Shepard is charging into this project coming off one of the most unexpected and exhilarating experiences of her career: her belated debut as a musical stage actress. Rock & Roll Hall of Fame legend Randy Newman hand-picked her to play the part of Martha in his version of Faust, which thrilled audiences at New York’s City Center this summer. For her first stage acting role, Shepard earned such grand reviews from New York’s tough theater critics, you could almost believe she’d paid off the devil. Said Playbill: “Indie-pop singer/songwriter Shepard was the find of the evening, at least for audiences unfamiliar with her five years of acting and singing on Ally McBeal.” The Theatermania.com critic called the Newman/Shepard duet of “Feels Like Home” “one of the year’s great stage moments to date.” New York Times theater critic Christopher Isherwood weighed in with a rave, too, calling her duet with Newman on “Feels Like Home” “the song that received the warmest reception” and adding: “Ms. Shepard’s soulful singing brought out the yearning quality in Mr. Newman’s own.”

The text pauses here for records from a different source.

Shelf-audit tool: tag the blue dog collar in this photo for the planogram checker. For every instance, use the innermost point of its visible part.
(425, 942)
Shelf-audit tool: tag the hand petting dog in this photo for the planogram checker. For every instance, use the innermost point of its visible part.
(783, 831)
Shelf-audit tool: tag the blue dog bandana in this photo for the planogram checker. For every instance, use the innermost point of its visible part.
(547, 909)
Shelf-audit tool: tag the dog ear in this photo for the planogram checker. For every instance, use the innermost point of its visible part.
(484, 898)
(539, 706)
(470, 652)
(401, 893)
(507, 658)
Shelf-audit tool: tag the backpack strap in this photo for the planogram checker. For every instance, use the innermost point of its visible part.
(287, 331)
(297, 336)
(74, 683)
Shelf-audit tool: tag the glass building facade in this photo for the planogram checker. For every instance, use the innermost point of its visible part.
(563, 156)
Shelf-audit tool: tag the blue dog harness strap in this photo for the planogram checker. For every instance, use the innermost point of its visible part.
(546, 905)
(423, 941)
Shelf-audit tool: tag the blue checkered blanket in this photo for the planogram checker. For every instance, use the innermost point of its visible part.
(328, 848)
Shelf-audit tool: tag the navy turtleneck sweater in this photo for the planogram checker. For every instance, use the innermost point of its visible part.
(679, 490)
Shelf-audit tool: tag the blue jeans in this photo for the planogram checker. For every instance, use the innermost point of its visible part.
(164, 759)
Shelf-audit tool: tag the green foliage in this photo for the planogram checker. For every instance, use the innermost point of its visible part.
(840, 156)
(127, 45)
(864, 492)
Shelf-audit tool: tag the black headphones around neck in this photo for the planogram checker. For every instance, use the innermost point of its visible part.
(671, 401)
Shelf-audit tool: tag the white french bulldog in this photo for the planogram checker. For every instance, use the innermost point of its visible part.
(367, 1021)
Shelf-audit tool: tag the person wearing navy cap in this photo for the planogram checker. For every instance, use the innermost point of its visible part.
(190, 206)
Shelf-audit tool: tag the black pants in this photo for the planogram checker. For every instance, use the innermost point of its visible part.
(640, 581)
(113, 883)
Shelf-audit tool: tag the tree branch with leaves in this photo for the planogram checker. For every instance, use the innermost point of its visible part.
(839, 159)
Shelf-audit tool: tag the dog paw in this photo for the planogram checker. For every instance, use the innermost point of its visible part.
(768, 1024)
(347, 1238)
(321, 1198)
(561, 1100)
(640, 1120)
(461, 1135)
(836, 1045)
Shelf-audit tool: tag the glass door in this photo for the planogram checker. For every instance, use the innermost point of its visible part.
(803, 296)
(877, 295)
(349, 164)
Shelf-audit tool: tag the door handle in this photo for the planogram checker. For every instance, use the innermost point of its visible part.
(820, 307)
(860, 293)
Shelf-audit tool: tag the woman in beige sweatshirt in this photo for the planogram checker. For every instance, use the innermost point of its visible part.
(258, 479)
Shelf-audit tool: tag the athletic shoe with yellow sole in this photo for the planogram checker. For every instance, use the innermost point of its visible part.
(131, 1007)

“In Faust, I was a sassy little tart and kind of a bitch,” she laughs. In other words, not typecasting. “I was wearing high heels and a black dress and vamping around and doing some dancing and sweeping my hand across the piano and flirting with the Devil (Newman).” Those comedic aspects were a kick, but she admits she felt most in her element when the show took a turn for the earnest with “Feels Like Home,” one of Newman’s best-loved and most sincerely felt ballads. “I definitely knew how to do that: sing a song that has that much feeling. I remember how powerful it felt, and what a relief it was, after the bigger, showier numbers with acting and dancing… it really did feel like home.”
Meanwhile, fans would argue that it’s been too long away from her natural home as an artist, making the kind of solo studio albums that would inevitably get her described as “soulful” in each review even if “Searchin’ My Soul” hadn’t emerged as her signature song.
The likely title track from the coming album, “Rookie,” is a song about… not being a rookie. “It’s actually the opposite of what the title suggests,” Shepard says. “It’s about a person who’s been around the block… around all the blocks! The chorus says ‘I’m not a rookie,’ and it really conveys this feeling that I’m a ‘bad-ass’ who’s going to throw it down.” Bad-ass? Maybe playing the Devil’s girlfriend in Faust had some kind of lasting effect after all. In any case, if you want to hear just how upbeat Shepard has gotten in the years since her previous album, there’s just one course for a fan to follow: Baby, don’t you kick her start slow.